The current (green) increases when the valve is energized and decreases after switching off.

At rest, the voltage is 13,5 volts. The PWM valve is not actuated. 
The spring located in the valve ensures that the valve is open at rest. 
The moment the ECU switches on the ground (this can be seen in the scope image when the red signal is 0 volts), a current will flow through the coil (the green image), causing the valve to close.

The scope image shows that the valve is switched on for a short time and switched off for a longer time. This means that the fuel pressure must be relatively low.

We read out the car and view the live data. The fuel pressure is almost 300 bar at idling speed. This is OK.

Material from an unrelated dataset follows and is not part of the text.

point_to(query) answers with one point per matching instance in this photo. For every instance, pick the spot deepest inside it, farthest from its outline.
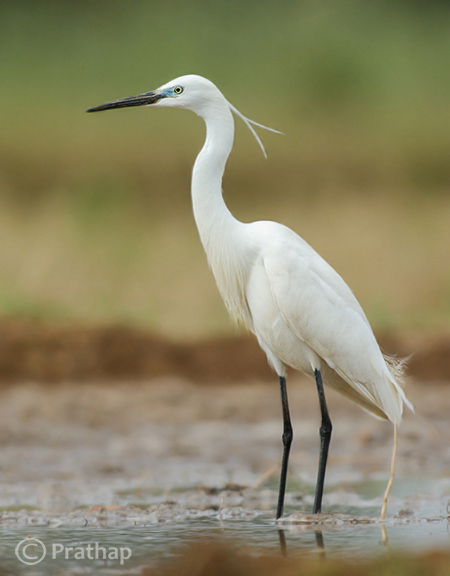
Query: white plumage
(301, 311)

Fault: engine no longer starts when starting.
The engine does not start during starting. We are sure that there is sufficient fuel in the tank. We will of course start with reading out faults. In this case, no faults are stored. That's why we look at the live data (in VCDS these are called the measurement value blocks). During starting, the starting speed is 231 rpm. The ECU receives the crankshaft signal. That is good.
The fuel pressure during starting is 7.1 bar. That is too low to start the engine.

Low fuel pressure can have the following causes:

  • too little fuel in the tank
  • fuel pump (lift pump or high-pressure pump) defective
  • clogged fuel filter
  • faulty fuel pressure control valve

To determine why the fuel pressure remains too low, we check the voltages of the electrical components with the oscilloscope.
Earlier in this section, the scope image of the properly functioning PWM fuel pressure regulator is shown. The next scope image is again a measurement of this pressure regulator, but this time with a malfunction. 

As the current increases, the supply voltage decreases. The supply voltage therefore drops when current flows. In addition, the following points stand out:

  • When switched on, the supply voltage drops to a lower value, normally a contact resistance causes an abrupt drop (a vertical line in the scope image to a lower voltage);
  • The current build-up follows the characteristic charging curve according to the e-power after switching on the coil. The current course during discharge is mirrored by the gradual build-up of the supply voltage. The current does not drop to 0 A. So current continues to flow after the control has ended.
  • As soon as the coil is switched off, there is no induction peak in the red image (where the voltage rises from 0 to 14 volts). Think of switching off the injector coil, which can cause a peak of up to 60 volts.

So there is a contact resistance in the supply wire to the fuel pressure regulator. Only when current flows does a voltage drop occur as a result of the contact resistance. When the ground is switched off, no current flows and the supply voltage remains the same as the battery voltage.

Now back to the schematic: the power wire is circled in red. The next step is actually locating the damaged wire. Damage can occur as a result of chafing against engine parts, or because the wire has been pinched during previous assembly work. Once the damage has been found, it can be repaired.

It is now clear what resulted in the transition resistance. You may have noticed that there has been talk of a missing inductance peak in the scope signal. When the coil is switched off, the current image slowly decreases to a lower value. So there is no interruption of the control; it is terminated, but current continues to flow through the coil.

The moment the FET has been made conductive by the microprocessor, a current can flow from the drain to source and thus also through the coil. The coil is thus energized and the control valve can close against the spring force due to the generated magnetic field.

As soon as the driving of the FET ends, no more current flows through the coil to ground. The freewheeling diode ensures that the induction current is fed to the plus as a result of the residual energy in the coil. This ensures a gradual flow reduction and prevents an induction from taking place. This process is indicated in the figure by the red arrows.

This explains why a current course is still visible in the scope image after the actuation has already ended.